Kullmanns mahnende Worte an die Adresse seiner Kollegen in deutschen Firmen kommt zur richtigen Zeit. Gerade hat der Rechtspopulist Geert Wilders die Wahlen in den früher so liberalen Niederlanden gewonnen, in Ungarn regiert Orban, in Italien Meloni, in den USA droht die Rückkehr von Trump an die Macht, in Skandinavien sind die Rechten auf dem Vormarsch, eine Entwicklung, die jedem Demokraten zu denken geben muss. Und eben auch der Wirtschaft und dort einem mächtigen Manager wie Kullmann, der einem international tätigen Unternehmen mit 34000 Beschäftigten vorsteht. Und dass er sich politisch so weit vorwagt, hat gute Gründe. Deutschland sucht händeringend Fachkräfte aus dem Ausland, die AfD polemisiert gegen Zuwanderer und schreck Arbeitskräfte ab. Deutschland und seine Exportwirtschaft leben von der EU, die AfD will die EU zerstören. All das würde den Wohlstand im Lande mindern.
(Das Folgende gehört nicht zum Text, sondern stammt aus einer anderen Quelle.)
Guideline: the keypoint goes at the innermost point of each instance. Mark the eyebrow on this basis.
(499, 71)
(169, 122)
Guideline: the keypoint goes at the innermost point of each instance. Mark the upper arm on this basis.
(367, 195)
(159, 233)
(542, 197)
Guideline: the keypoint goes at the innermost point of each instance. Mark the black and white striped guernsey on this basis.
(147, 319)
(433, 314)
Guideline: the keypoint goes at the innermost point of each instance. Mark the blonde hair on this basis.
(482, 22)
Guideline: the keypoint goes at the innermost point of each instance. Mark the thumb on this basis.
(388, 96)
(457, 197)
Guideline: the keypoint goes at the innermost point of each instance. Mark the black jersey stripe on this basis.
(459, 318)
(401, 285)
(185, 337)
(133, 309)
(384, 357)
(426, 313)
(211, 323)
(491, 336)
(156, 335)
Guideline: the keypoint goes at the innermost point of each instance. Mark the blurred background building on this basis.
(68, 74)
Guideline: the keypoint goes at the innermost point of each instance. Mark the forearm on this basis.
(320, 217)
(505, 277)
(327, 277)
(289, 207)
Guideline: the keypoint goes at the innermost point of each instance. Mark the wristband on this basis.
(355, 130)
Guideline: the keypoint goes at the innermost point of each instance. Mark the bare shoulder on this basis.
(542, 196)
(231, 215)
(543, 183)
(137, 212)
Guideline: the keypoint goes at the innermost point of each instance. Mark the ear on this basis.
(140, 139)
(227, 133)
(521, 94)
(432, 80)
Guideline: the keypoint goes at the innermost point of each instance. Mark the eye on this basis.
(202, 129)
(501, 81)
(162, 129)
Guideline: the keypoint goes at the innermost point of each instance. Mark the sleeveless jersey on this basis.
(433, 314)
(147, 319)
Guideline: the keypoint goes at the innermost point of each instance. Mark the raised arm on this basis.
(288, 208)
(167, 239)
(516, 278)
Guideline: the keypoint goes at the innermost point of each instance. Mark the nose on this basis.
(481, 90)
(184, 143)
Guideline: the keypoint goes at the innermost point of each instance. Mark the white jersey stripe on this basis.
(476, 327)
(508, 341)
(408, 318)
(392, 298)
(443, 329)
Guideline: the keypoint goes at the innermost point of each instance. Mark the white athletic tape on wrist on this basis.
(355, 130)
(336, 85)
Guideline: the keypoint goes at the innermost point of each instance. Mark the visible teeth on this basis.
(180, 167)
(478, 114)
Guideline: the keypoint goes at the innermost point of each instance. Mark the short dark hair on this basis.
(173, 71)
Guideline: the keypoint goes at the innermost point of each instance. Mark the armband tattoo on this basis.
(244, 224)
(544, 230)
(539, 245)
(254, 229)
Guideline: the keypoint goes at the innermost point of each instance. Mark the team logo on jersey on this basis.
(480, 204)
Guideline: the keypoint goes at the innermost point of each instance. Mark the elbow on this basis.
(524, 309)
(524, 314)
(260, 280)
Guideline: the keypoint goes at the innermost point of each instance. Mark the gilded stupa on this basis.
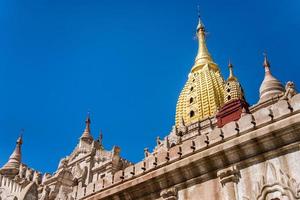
(203, 93)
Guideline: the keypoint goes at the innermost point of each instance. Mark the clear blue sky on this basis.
(126, 62)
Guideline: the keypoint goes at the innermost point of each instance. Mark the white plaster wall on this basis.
(209, 190)
(288, 164)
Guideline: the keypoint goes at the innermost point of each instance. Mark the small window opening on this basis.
(192, 113)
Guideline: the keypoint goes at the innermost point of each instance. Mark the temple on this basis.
(220, 148)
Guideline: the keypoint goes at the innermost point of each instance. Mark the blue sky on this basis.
(126, 63)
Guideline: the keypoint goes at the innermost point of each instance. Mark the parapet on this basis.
(201, 141)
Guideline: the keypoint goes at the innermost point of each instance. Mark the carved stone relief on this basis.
(275, 185)
(169, 194)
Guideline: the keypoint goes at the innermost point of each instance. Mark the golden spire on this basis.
(231, 75)
(86, 135)
(270, 87)
(203, 93)
(266, 64)
(203, 56)
(14, 161)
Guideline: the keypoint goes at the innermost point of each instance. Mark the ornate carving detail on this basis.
(231, 174)
(275, 184)
(169, 194)
(290, 91)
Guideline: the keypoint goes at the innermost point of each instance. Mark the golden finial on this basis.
(20, 139)
(100, 140)
(203, 57)
(231, 75)
(200, 25)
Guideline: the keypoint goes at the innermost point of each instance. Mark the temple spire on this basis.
(11, 168)
(100, 140)
(231, 75)
(203, 56)
(86, 135)
(270, 87)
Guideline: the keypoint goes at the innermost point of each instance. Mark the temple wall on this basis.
(280, 175)
(208, 190)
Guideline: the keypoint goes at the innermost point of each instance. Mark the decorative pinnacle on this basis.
(266, 61)
(20, 139)
(231, 75)
(87, 131)
(200, 25)
(100, 138)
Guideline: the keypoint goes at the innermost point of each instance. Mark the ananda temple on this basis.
(220, 148)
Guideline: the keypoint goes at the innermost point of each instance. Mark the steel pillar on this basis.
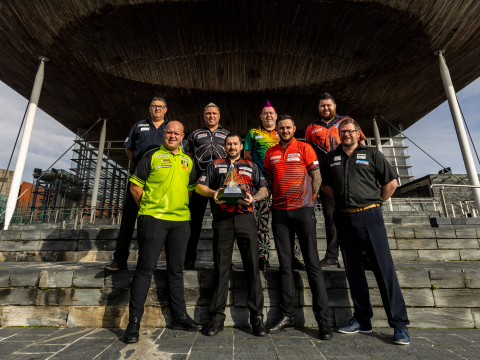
(22, 152)
(98, 169)
(459, 128)
(378, 144)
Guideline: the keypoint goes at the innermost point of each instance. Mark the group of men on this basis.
(171, 187)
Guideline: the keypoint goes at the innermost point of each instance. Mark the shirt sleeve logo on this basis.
(363, 162)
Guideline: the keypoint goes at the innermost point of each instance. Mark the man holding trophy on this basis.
(231, 181)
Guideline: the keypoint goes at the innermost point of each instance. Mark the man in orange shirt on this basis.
(293, 175)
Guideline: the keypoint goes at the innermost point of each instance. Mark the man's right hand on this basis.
(215, 197)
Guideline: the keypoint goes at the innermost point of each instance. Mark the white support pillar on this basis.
(378, 144)
(459, 128)
(22, 152)
(98, 169)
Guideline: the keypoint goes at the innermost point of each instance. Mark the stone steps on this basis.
(85, 295)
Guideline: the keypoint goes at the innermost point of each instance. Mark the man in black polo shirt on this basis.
(360, 179)
(204, 146)
(230, 222)
(143, 136)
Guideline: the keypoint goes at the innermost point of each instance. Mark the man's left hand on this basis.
(246, 201)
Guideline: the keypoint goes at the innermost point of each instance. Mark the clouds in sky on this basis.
(435, 133)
In einem Kommentar der SZ zum Interview auf der Wirtschaftsseite unterstreicht der Autor die historische Verantwortung von Evonik und erinnert daran, dass die „Vorgängerfirma Degussa Vorstandssitzungen in SS-Uniformen abhielt und das KZ-Gas Zyklon B produzierte“. Kullmann geht in dem Interview der SZ auf die Historie ein und erwähnt den Auftritt Hitlers 1932 vor den „Größen der Industrie der Weimarer Republik im Düsseldorfer Industrie-Club. Das war für ihn damals kein großer Erfolg. Es ist ein marxistischer Mythos, Hitler sei wie ein Maskottchen der deutschen Großindustrie an die Macht gekommen. Und die Frage, ob die deutsche Industrie den Nazis viel oder wenig Geld gegeben hat, ist auch nicht entscheidend“.
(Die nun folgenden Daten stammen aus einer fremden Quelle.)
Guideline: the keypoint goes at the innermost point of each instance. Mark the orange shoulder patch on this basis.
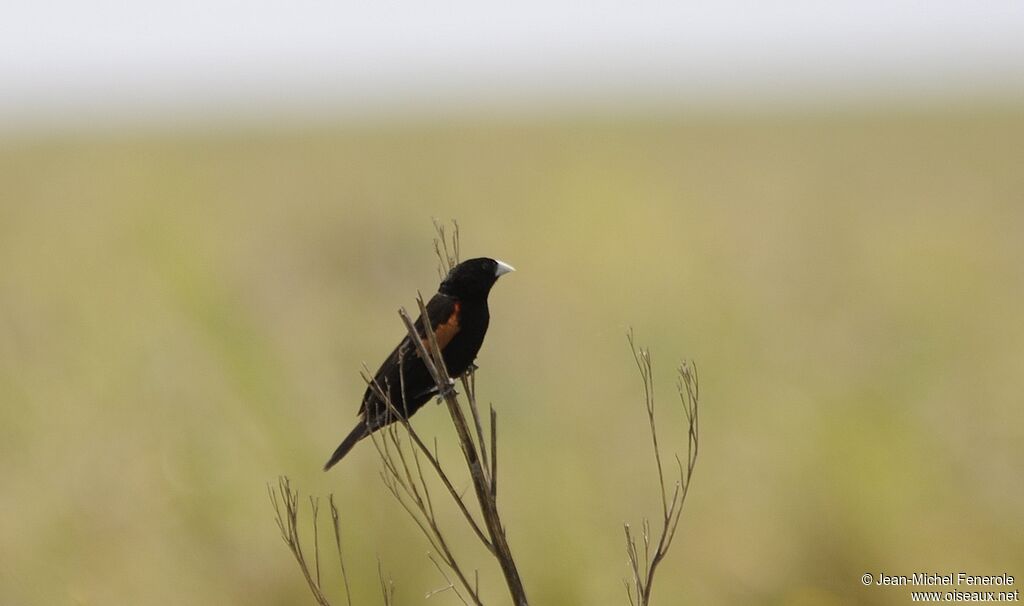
(446, 330)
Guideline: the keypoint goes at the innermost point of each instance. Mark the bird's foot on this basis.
(448, 391)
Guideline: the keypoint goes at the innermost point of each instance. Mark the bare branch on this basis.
(686, 386)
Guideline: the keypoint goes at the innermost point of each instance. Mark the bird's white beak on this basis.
(503, 268)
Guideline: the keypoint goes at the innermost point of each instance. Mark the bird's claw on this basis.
(449, 390)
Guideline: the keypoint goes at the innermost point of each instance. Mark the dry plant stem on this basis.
(387, 586)
(481, 484)
(286, 509)
(408, 484)
(410, 489)
(687, 386)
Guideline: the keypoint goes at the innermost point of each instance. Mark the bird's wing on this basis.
(443, 313)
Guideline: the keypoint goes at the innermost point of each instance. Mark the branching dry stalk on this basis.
(638, 589)
(286, 510)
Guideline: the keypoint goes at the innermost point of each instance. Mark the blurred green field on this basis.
(182, 318)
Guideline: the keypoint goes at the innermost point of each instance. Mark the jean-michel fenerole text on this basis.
(950, 579)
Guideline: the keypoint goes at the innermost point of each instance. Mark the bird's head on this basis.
(474, 277)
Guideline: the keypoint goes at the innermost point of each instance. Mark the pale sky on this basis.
(68, 60)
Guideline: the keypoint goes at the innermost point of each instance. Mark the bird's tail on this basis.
(354, 436)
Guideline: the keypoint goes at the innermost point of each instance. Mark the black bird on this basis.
(459, 316)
Da möchte ich dann doch die Sicht von Evonik-Chef Kullmann ein wenig erweitern helfen. 24 mächtige Wirtschaftsbosse halfen der finanziell klammen NSDAP mit drei Millionen Reichsmark, damit die Nazipartei ihren Wahlkampf führen konnte. Es fand auf Einladung Görings ein Treffen von besagten Managern mit Hitler im Reichspräsidentenpalais statt. Am 20. Februar 1933, kurz nach der Machtübernahme und noch vor der alles entscheidenden Abstimmung im Reichstag über das Ermächtigungsgesetz. Drei Millionen zahlten die Männer in braunen, schwarzen oder orangefarbenen Überziehern, in ihren Dreiteilern und breitgesäumten Bundfaltenhosen. Nachzulesen in einem fein gestrickten Büchlein von Eric Vuillard. Titel: Die Tagesordnung. Die Liste der Teilnehmer ist berühmt: Dabei sind Wilhelm von Opel, Gustav Krupp, Albrecht Vögler, Günther Quandt, Friedrich Flick, Ernst Tengelmann, Fritz Springorum, August Rosterg, Ernst Brandi, Karl Büren, Günther Heubel, Georg von Schnitzler, Hugo Stinnes Jr., Eduard Schulte, Ludwig von Winterfeld, Wolf-Dietrich von Witzleben, Wolfgang Reuter, August Diehn, Erich Fickler, Hans von Loewenstein zu Loewenstein, Ludwig Grauert, Kurt Schmitt, August von Finck und Doktor Stein. Wer mit den Namen nicht so klar kommt, hier einige Firmen, die durch ihre Chefs beim Führer vertreten waren: BASF, Bayer, Agfa, Opel, IG Farben, Siemens, Allianz, Telefunken.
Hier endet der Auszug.